Illinois Conservation Police patrols in jeopardy

The lack of a state budget may hinder Illinois Conservation Police from monitoring outdoor recreational activities this summer.

The State Journal-Register reports that Illinois Department of Natural Resources spokesman Tim Schweizer said the department intends to have officers available this summer but he called on Democratic legislative leaders to approve a stopgap budget to ensure adequate enforcement.

Schweizer said the conservation police are concerned about how to keep boat patrols going.

"Conservation police are concerned about keeping patrols on the water without spending authority for fuel for CPO patrol boats," Schweizer said. "Approval of the governor's stopgap budget by the majority party in the legislature would keep conservation police patrols going during our busiest outdoor recreation season."
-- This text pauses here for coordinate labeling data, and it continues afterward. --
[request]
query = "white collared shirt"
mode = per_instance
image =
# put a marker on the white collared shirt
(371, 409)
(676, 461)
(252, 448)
Tom Clay, executive director of the Illinois Audubon Society, said having a weakened natural resources department leaves some of the state's lands vulnerable.
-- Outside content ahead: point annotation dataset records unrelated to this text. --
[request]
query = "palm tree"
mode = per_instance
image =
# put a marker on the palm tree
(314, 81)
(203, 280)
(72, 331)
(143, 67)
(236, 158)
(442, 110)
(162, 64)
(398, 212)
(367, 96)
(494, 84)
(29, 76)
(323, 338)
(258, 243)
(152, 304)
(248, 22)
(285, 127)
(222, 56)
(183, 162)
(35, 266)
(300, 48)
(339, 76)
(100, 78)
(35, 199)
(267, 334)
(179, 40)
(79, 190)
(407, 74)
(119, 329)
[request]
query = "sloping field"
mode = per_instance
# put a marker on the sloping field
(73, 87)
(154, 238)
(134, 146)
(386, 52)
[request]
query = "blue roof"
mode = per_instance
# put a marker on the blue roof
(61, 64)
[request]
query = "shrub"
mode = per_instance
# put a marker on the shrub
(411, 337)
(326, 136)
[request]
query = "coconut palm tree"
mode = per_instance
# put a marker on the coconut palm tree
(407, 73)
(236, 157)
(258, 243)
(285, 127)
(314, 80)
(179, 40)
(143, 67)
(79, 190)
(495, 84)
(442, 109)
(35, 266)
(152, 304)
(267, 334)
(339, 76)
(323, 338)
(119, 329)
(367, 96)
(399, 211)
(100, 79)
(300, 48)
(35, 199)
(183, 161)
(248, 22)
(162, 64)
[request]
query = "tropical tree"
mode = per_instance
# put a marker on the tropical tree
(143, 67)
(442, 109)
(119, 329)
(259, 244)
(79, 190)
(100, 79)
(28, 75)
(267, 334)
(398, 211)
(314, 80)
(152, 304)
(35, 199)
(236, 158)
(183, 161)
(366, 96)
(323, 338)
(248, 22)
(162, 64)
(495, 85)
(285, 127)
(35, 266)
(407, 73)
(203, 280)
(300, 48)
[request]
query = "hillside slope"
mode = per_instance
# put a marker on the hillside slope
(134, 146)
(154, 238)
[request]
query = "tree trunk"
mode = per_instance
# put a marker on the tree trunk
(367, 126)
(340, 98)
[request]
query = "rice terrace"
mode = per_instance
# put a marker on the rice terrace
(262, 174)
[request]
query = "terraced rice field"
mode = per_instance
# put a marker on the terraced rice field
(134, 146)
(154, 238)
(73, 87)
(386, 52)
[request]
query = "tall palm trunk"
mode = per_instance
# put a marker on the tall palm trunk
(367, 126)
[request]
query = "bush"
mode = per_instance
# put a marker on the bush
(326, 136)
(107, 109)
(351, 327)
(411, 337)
The conservation police are responsible for enforcing natural resource laws such the Environmental Protection Act and the Endangered Species Act. The conservation police also oversee various state parks and give assistance to other law enforcement agencies.

Christian County Sheriff Bruce Kettelkamp said that local police agencies in his county often rely on conservation police officers when responding to criminal activity.
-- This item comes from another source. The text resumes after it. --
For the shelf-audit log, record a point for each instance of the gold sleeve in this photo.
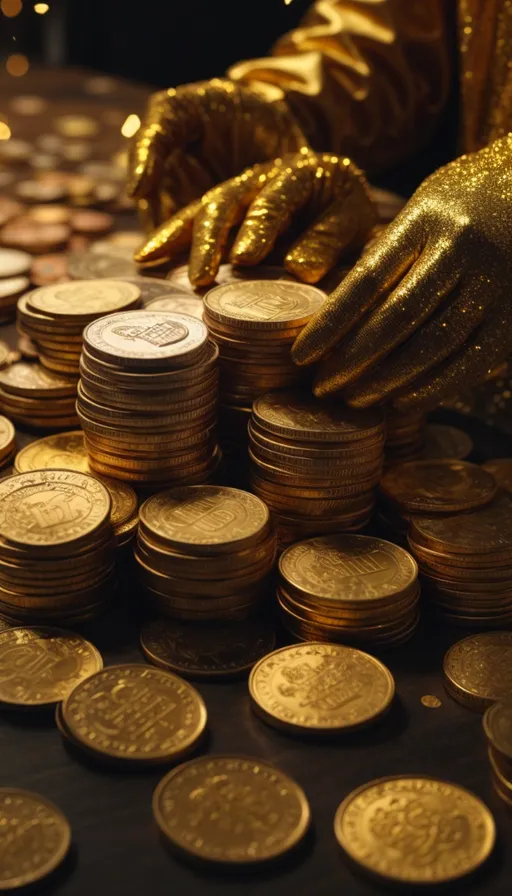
(363, 77)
"Less conservation officers will hurt us because of a lot of times we only have two deputies on a shift, and the Conservation Police will be our backup," Kettelkamp said. "There are times when we're handling a domestic call and won't be able to get to it in a timely manner without them."

The natural resources department let 33 conservation police officers go last year, but a lawsuit filed by the American Federation of State, Country and Municipal Employees prevented any state workers in the union from being laid off.